Life Insurance Vs. Accidental Death Insurance | Virginia Benefit Advisors

There are several primary differences between life insurance and accidental death insurance. Accidental death insurance is actually accidental death and dismemberment, which will pay you money for loss of limbs, although not always for the full policy amount. While life insurance will typically cover all instances of death, accidental death and dismemberment insurance is extremely specific in what it will cover and what it will not.


There are two ways accidental death insurance can be purchased. If purchased as a stand-alone insurance policy, accidental death insurance normally will come with dismemberment insurance. Accidental death coverage can be added to your regular life insurance in the form of a rider so that your life insurance policy pays extra if you are killed in an accident.


A life insurance policy is designed to provide financial support in the event of the policyholder’s death. A cash benefit will be paid to the beneficiaries named by the policy holder. Life insurance policies will pay for all causes of death, with the possible exception of suicide in the first two years of the policy. Accidental death and dismemberment insurance is self-explanatory in that the policy only pays out in case of accidental death or an accident that causes loss of limbs, loss of sight, loss of speech or loss of hearing.

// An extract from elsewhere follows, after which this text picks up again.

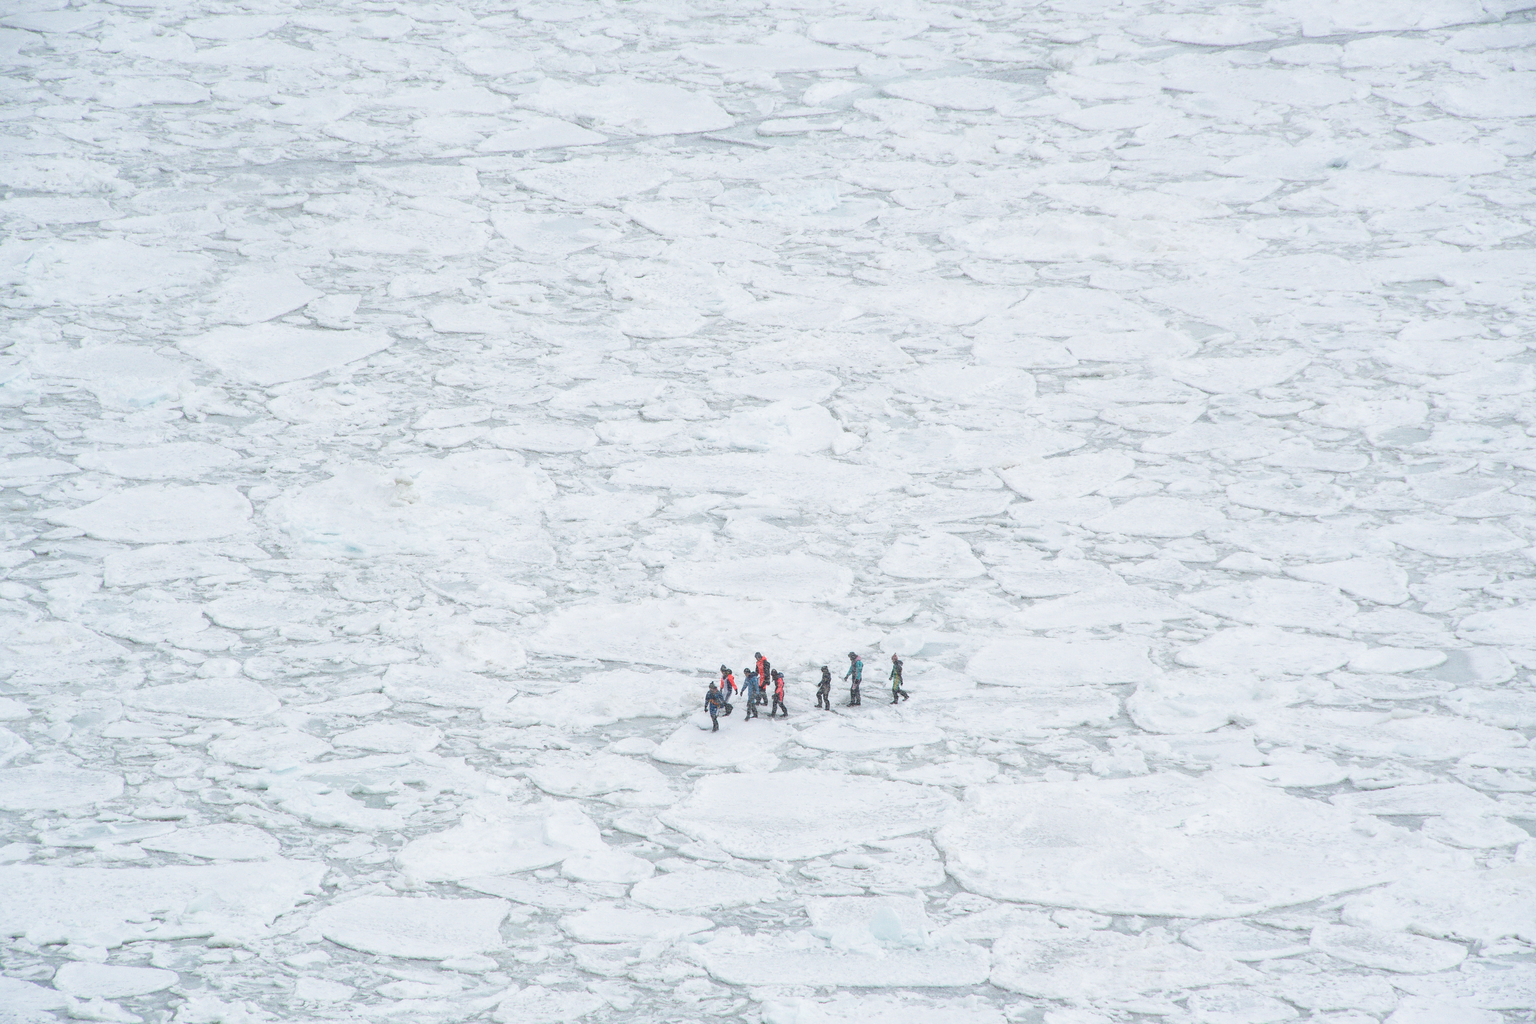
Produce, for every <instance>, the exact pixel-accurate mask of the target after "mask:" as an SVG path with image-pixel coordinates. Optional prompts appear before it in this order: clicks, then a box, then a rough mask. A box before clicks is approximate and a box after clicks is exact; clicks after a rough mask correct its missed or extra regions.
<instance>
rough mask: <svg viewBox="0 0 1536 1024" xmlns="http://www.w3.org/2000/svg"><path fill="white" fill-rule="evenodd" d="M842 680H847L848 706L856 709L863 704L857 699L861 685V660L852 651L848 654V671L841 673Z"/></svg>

To collect on an accidental death and dismemberment insurance policy it must be proven that the injuries were directly caused by an accident. Typically, no more than several months can lapse from the time of the accident to death or loss of limb.


Accidental death and dismemberment insurance will often exclude high-risk activities, such as skydiving or racing a motor vehicle, from being covered. Death caused by drug overdose, complications during surgery or mental illness may also be excluded from being covered.


Accidental death and dismemberment benefits vary between individual policies, but loss of one limb typically pays 50 percent of the policy amount, while loss of two limbs will pay the entire amount. Functions, such as hearing and speech, are treated as limbs for coverage purposes.


Because of the limited nature of death and dismemberment insurance, the website Insurance states that most people would be better off taking the money they would spend on death and dismemberment insurance and purchase additional life insurance with it.